What does that even mean? Wonderful joy ahead? It means we don’t even know how amazing it is going to be when we get to heaven. Because this life is darn hard, and only getting harder. And this hope we have, through Jesus Christ, of heaven after this life is over...this is what gets me through. And these "trials" in life? Wow, I don't even know what a true trial is. I am blessed. Despite our daily challenges, we have freedom in this country and so many blessings to be thankful for in life.
The current verse above my doorframe.


Easter is Better Than Christmas

Easter is truly the best day of the year. It is the holiday of hope, of miracles, of redemption and salvation. Easter is love and joy and thankfulness. Easter is the most amazing day we have. It’s better than Christmas! I tell my children.


Ahhh, wait a second, better than Christmas? I don’t think so… some of you are thinking right now.


I explained to my kids that we celebrate Jesus being born at Christmas, and that’s an amazing thing - to celebrate his birth! You could argue that we wouldn’t even have Easter if we did not have Christmas!


But we would not have the eternal hope we have if we did not have Easter.


Without Easter, Christmas is just someone else’s birthday.


Yes today there will be chocolate, and baskets, and an egg hunt in our back yard.
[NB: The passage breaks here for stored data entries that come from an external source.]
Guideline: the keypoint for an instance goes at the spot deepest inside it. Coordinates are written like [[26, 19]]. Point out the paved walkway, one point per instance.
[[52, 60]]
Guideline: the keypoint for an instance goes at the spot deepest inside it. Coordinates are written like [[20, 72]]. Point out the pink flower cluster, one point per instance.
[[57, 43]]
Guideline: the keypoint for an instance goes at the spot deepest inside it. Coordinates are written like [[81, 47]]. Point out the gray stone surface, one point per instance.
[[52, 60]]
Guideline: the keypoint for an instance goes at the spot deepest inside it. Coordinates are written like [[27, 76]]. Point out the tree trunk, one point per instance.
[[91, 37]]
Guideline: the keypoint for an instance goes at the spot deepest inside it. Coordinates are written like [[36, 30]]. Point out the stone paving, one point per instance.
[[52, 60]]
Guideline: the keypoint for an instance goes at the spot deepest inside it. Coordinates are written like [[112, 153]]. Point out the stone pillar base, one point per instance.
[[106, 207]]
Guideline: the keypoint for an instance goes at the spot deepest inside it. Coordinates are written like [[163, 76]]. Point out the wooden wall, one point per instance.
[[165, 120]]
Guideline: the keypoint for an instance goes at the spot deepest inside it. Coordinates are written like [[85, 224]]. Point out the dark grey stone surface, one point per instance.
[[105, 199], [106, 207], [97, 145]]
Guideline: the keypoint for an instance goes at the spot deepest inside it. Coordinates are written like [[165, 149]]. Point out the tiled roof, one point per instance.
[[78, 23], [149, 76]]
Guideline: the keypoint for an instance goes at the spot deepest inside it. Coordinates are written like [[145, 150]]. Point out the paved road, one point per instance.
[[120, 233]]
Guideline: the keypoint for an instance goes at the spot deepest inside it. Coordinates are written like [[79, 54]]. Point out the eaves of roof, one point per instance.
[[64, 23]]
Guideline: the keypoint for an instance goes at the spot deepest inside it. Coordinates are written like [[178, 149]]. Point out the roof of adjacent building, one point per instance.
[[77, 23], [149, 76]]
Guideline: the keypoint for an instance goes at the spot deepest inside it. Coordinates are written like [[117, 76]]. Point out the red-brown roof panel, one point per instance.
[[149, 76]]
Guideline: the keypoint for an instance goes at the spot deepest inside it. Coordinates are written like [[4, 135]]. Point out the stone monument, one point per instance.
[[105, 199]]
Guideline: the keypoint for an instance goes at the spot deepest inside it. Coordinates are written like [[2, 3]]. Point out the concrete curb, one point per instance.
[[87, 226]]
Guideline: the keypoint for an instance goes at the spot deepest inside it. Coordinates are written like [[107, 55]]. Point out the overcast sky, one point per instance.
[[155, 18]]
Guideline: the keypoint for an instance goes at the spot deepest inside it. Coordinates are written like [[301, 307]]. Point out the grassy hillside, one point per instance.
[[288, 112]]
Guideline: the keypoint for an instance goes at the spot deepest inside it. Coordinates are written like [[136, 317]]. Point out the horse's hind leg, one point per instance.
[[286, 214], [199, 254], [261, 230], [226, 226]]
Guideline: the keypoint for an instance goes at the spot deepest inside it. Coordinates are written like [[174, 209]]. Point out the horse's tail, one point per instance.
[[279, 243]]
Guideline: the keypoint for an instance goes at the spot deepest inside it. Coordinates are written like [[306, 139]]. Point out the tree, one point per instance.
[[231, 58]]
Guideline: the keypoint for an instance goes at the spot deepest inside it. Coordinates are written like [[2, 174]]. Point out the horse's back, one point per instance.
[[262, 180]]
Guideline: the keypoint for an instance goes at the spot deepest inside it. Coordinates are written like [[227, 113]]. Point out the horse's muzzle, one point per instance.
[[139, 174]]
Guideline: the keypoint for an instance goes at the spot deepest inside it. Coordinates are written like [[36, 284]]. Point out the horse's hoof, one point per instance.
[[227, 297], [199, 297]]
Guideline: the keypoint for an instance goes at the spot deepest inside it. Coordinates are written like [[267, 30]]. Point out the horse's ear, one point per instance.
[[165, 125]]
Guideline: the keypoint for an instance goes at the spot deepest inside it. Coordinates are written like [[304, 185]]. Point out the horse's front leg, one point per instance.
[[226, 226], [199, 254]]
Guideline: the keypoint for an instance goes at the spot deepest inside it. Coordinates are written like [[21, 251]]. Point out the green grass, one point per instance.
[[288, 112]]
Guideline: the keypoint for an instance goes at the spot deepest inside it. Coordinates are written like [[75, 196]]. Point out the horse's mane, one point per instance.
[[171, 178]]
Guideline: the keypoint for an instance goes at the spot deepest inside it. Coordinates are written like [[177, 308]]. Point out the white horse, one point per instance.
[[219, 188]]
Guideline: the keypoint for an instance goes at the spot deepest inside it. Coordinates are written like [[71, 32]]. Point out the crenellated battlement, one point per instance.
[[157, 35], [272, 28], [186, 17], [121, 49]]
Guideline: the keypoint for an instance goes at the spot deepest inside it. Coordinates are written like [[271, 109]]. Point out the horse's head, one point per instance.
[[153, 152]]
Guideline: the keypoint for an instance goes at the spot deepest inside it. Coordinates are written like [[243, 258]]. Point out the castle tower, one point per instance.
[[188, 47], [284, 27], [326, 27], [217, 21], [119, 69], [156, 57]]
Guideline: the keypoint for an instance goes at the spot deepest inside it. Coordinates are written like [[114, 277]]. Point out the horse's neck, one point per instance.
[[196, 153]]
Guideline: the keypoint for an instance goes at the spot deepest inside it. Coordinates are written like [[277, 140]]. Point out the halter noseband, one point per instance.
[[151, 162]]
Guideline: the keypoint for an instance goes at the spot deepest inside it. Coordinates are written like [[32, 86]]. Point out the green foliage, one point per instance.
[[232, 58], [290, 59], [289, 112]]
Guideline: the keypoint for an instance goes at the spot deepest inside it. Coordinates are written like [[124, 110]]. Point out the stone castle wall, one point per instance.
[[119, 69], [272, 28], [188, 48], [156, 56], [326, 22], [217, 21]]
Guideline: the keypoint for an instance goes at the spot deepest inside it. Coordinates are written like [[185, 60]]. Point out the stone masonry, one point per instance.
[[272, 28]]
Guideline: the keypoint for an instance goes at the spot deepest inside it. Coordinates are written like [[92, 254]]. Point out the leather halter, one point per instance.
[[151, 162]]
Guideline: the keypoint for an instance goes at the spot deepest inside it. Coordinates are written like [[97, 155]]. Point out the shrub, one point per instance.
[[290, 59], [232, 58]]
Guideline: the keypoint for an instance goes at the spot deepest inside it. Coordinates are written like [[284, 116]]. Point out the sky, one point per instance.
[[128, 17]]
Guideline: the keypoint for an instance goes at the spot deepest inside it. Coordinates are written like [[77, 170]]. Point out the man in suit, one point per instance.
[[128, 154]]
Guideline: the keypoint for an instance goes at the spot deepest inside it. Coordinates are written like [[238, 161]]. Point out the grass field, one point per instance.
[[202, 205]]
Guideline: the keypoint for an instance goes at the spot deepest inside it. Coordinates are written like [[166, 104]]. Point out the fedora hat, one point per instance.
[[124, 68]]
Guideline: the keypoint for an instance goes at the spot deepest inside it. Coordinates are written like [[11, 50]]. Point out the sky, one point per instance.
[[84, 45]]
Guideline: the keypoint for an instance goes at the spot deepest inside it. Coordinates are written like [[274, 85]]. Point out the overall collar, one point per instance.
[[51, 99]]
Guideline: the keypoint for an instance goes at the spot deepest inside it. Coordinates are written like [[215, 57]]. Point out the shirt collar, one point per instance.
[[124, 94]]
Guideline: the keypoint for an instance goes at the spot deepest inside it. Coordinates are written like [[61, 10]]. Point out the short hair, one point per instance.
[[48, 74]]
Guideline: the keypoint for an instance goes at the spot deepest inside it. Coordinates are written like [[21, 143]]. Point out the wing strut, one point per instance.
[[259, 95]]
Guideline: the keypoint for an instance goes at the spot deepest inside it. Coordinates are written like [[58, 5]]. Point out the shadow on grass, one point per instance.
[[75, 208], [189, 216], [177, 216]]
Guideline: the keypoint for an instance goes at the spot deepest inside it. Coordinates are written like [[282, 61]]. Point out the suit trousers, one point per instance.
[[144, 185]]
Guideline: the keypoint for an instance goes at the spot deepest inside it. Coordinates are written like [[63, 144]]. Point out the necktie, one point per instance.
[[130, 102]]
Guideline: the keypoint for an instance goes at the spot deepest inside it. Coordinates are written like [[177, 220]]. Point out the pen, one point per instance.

There will be hours of family time and food and laughter and hugs. We will truly enjoy today together. But we will remind our young children why we are celebrating today. My seven year old would tell you that it’s because Jesus died on the cross for us. But it’s not just because He died, it’s because he rose again. This is nonsense to many. Others do not know why we believe this. Why do we trust so deeply in something that others joke about and see as complete ridiculousness?


I would say tell me what faith is. Tell me what hope is. Tell me what you think this life is about. Why are we even here? Is this life all there is?


I hope for things in this life, but I have no guarantee of anything of what will happen on this earth. But I have a guarantee in heaven. And that is a hope I can count on. That is why I celebrate. That is why I can go on. Because of this:


1 Peter 1:3-7  (NLT)

The Hope of Eternal Life
3 All praise to God, the Father of our Lord Jesus Christ. It is by his great mercy that we have been born again, because God raised Jesus Christ from the dead. Now we live with great expectation, 4 and we have a priceless inheritance—an inheritance that is kept in heaven for you, pure and undefiled, beyond the reach of change and decay. 5 And through your faith, God is protecting you by his power until you receive this salvation, which is ready to be revealed on the last day for all to see.

6 So be truly glad. There is wonderful joy ahead, even though you must endure many trials for a little while. 7 These trials will show that your faith is genuine. It is being tested as fire tests and purifies gold—though your faith is far more precious than mere gold. So when your faith remains strong through many trials, it will bring you much praise and glory and honor on the day when Jesus Christ is revealed to the whole world.


I pray that my children have an understanding of true hope as they grow up. Because this life is hard. But today gives us a reminder of our hope. Blessings to you and yours on this beautiful Easter morning. Enjoy your families. Enjoy the eggs and chocolate. And be reminded of HOPE.


Hebrews 13:14 NLT
For this world is not our permanent home; we are looking forward to a home yet to come.